Residues of Kubwa Camp - Last


Kubwa Camp ended up being a fun place; it ended up being a fantastic experience that will remain engraved in my memory for as long as I live. I felt like giving up at the start, I felt like screaming back at the soldiers wielding their silly whips and screaming at me. I felt like strangling some of the people I met, people who were absolutely, unapologetically nutcases and murdering them. I felt like laying waste to the already dilapidated Camp Secretariat at times when I was told I would have to come back tomorrow to get this or that form or to sign this or that document. I felt like grabbing for the jugular of the sky and beating the shit out of it on days when, without warning, and with me outside standing on some miserable queue, it would up and open like some deranged sesame, and a downpour would begin. I got to my wits’ end very many times in Kubwa Camp especially during the first week. But still, it was a fantastic experience, one I would not trade for anything in the entire world.
After Camp, for my Primary Assignment, I was posted to a Pharmaceutical Research Institute. Actually, the National Institute for Pharmaceutical Research and Development, the institute was located in Idu Industrial area, at poverty stricken Abuja. Idu was not very far from Abuja main town, in fact, on days of towering strength, one could walk from Idu to Life Camp, which is in main town Abuja. The fact that a place like Idu was located in Abuja was the first shock that greeted me. Idu is so irrelevant and minuscule, one could drive past it without even knowing it is there, and you should, too, to be honest. In my thoughts, Abuja was all mansions and paved ways and boys hawking fancy things like lavender face towels and short bread biscuits and Ribena and things.
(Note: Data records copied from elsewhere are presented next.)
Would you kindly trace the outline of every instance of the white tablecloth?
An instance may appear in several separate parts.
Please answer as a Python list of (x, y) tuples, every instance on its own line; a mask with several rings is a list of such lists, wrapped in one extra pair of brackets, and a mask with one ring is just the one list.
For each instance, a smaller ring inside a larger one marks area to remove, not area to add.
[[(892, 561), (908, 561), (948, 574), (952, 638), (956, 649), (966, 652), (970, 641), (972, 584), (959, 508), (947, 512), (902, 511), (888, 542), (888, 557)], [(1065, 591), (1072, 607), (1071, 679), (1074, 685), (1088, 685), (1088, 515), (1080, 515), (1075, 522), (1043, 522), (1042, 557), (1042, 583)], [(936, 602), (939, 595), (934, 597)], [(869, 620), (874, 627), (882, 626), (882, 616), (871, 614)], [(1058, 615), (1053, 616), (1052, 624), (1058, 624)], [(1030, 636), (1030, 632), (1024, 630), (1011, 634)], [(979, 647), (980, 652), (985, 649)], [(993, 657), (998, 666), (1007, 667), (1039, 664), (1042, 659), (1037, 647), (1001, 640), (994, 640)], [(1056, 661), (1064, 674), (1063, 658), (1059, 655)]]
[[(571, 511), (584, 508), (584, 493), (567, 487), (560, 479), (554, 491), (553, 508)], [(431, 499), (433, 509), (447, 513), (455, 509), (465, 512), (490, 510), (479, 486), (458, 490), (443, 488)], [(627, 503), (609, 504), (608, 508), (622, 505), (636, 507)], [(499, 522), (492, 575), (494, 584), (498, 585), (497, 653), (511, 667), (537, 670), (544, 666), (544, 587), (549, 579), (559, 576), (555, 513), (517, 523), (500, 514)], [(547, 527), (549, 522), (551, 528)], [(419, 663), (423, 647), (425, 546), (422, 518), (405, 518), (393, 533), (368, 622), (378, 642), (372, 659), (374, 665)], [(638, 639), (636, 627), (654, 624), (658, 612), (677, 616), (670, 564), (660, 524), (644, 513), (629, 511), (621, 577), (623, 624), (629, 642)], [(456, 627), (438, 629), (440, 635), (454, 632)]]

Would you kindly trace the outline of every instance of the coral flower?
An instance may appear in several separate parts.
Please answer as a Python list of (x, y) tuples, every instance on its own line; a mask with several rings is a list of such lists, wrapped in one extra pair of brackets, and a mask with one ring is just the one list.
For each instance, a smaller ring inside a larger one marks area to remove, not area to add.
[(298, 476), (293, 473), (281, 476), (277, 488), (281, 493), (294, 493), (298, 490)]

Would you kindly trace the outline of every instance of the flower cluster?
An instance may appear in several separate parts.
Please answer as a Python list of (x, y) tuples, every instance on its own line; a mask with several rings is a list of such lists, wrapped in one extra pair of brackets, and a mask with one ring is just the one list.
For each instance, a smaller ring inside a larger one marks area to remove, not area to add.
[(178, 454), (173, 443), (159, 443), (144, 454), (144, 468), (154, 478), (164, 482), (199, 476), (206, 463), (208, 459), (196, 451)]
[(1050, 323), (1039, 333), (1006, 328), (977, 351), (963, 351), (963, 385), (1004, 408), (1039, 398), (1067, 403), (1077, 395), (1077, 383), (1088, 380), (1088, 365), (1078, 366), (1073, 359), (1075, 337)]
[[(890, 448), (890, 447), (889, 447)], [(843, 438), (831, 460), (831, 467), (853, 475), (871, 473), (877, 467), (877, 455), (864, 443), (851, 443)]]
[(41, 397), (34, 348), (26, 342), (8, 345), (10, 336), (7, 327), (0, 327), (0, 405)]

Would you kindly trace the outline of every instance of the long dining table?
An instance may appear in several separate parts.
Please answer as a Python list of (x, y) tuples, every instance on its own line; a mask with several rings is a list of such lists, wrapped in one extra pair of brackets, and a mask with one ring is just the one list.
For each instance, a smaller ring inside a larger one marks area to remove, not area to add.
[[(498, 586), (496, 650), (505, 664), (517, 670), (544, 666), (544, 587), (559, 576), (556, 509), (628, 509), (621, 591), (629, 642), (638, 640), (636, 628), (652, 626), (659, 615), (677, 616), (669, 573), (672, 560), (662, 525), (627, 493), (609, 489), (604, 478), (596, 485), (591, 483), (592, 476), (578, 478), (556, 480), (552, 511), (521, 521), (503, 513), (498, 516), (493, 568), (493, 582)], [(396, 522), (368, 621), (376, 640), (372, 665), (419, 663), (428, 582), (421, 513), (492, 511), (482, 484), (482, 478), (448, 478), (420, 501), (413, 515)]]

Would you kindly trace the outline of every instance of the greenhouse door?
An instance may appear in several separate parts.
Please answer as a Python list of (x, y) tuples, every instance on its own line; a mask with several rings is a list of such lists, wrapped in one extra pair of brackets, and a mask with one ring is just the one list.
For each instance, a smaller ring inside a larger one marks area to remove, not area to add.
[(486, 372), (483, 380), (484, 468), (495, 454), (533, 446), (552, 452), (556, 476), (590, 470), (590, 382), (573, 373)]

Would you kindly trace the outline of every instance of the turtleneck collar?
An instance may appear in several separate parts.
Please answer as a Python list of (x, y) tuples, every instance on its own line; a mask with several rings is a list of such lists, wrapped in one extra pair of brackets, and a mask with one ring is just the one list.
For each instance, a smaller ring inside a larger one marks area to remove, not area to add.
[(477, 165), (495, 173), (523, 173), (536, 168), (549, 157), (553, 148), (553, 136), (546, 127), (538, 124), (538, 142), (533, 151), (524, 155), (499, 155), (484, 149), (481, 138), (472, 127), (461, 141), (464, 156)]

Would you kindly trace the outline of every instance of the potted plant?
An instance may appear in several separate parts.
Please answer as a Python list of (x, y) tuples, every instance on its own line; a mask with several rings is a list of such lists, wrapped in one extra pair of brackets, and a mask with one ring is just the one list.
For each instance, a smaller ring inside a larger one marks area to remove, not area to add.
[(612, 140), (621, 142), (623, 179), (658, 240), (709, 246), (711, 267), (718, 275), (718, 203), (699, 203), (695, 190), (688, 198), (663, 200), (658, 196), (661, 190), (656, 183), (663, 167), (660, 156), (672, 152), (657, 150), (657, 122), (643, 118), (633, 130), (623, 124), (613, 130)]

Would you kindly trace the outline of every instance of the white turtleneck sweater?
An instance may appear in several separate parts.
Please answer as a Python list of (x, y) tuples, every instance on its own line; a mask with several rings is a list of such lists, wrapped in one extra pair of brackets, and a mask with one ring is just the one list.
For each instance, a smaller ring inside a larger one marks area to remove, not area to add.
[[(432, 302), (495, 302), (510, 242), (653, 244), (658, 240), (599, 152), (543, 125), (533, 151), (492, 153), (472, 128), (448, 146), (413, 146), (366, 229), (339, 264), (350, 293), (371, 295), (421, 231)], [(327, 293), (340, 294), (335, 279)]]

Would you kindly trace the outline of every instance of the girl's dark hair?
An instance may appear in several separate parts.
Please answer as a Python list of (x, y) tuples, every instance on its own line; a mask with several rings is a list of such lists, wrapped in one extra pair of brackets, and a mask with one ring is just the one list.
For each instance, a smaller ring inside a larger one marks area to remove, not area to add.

I was not mentally prepared for an Abuja where the roads were not tarred and were red and disgusting when it rained, an Abuja where there were more dumpsites than people, more little shops that sell tomato and pepper than houses, an Abuja where houses were made from mud and old aluminum roofing sheets. That Abuja was definitely not the one I had in mind on the day I collected my call-up letter and saw FCT. The trouble with Abuja, the biggest trouble with Abuja is that there is so much difference between rich people and poor people. The poor people are just so unfortunately, miserably poor; but the rich are rich in such brazen, in-your-face manner that makes you want to ask serious questions about inequality. I tried to do that in this piece I called ‘What is Abuja?’ Potentially, this trend is extremely harmful, especially for these rich people because a time will come when a rich man will blare the horn of his Chrysler Jeep in the ear of the poor man and the poor man would not have it in him to take it on the chin and would match towards the Chrysler Jeep and open the door and bring the rich man out and only your mind can complete this story.
I did not enjoy my time at the National Institute for Pharmaceutical Research and Development in the real sense of the word, mostly because a) I did not care much for the type of work they did there and b) the sheer drudgery of monotonousness. I got used to it at a point and I began to enjoy the idea of it but not it itself. And so it continued and continued and it seemed like it would never end, but now we are here! NIPRD only served, for me, as something to add to my CV, I worked at NIPRD for a year and I prepared lots of media and cultured lots of microorganisms and did lots of sensitivity tests - none of which gave positive results, by the way - and a whole lot of walking from the Microbiology and Biotechnology Laboratory on the second floor to the TB Laboratory on the ground floor, and a lot of confirming that people had Tuberculosis. SMH. The list is endless. There is time for everything, as people say all the time. My sun has almost set as a Corps member, and therefore also has this title ‘Residues of Kubwa Camp’, I could have written more, I just did not have the time, or I was lazy, or  both. Thank you for reading if you read. And if you did not, you should.